Otsubo'stension-filled play between naturalness and artificiality has a further dimension through her crossing over the border to design, in particular to furniture design: a sleek iron table-construction is metamorphosized into the base of a sculpture and the tabletop into a representation of a landscape, the finely-sanded walnut curves possessing an enormous sensual magic.
Wolfgang Flad works in the classical genres of pictures and sculpture: for both his chosen material is wood. The pictures consist of composite wooden boards, the enamelled surfaces of which are then carved into, in some cases with elegant grace and in others abruptly, like scars from shrapnel. As a basis for the carving Flad uses sketches from paint-splatters on paper, the quick spontaneous gestures being transposed through a lengthy process into wood. As with Mamiko Otsubo, these gouges into the shiny surfaces of the enamel are elementary impressions of landscapes which remind one of satelite photos of the earth.
In his second group of works, the sculptures, Wolfgang Flad concerns himself not with the extraction of material but with the construction of it: raw pieces of wood and branches are screwed together to form complex or elegantly simple structures. The corners are pasted with paper and sprayed with chrome enamel and are then sanded back into rounded organic forms, painted and sanded and planed again till the coarse pieces of wood take on a natural, almost skeletal, structure.

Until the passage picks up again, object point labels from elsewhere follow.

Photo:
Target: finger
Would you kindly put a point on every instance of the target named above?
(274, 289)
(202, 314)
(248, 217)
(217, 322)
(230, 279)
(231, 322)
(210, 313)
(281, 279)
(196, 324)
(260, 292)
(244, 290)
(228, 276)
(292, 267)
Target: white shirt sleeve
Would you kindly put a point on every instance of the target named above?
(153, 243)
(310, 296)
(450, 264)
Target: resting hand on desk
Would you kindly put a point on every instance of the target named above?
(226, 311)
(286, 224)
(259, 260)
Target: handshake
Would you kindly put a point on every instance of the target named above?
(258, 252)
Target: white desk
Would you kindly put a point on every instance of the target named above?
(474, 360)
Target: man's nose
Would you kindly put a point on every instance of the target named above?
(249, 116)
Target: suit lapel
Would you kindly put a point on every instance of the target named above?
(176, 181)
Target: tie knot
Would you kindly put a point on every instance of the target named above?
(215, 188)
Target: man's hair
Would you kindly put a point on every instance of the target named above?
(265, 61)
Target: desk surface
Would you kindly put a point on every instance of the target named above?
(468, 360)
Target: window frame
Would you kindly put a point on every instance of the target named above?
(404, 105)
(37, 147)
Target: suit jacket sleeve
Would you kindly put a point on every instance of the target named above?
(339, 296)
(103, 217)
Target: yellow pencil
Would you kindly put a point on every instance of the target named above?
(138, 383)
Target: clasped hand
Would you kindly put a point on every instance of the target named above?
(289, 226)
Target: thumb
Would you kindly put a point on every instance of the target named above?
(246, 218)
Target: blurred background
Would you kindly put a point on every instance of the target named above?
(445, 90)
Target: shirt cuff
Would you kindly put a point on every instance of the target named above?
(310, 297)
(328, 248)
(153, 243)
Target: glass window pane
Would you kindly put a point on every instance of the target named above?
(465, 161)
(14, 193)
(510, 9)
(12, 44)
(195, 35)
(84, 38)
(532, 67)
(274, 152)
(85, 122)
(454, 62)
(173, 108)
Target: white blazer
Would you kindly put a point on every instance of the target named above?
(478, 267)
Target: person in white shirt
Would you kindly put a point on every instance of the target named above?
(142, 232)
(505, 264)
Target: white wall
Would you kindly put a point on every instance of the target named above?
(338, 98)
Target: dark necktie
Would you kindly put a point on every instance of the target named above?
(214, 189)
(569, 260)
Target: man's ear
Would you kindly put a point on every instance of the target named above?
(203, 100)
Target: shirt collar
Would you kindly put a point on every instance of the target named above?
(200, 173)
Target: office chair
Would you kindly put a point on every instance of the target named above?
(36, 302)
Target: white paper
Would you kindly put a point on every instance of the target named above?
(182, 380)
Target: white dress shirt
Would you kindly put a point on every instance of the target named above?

As with the haptic of the carvings and the enamel surface of the pictures, the contrast of the severe geometric black enamel pedestal and the biometric forms of the sculptures is very pronounced.
Flad's and Otsubo's works present a sovereign discourse on the contemporary conceptions of artificiality and naturalness, of representation and abstraction, and in both bodies of work a huge amount of beauty manifests itself.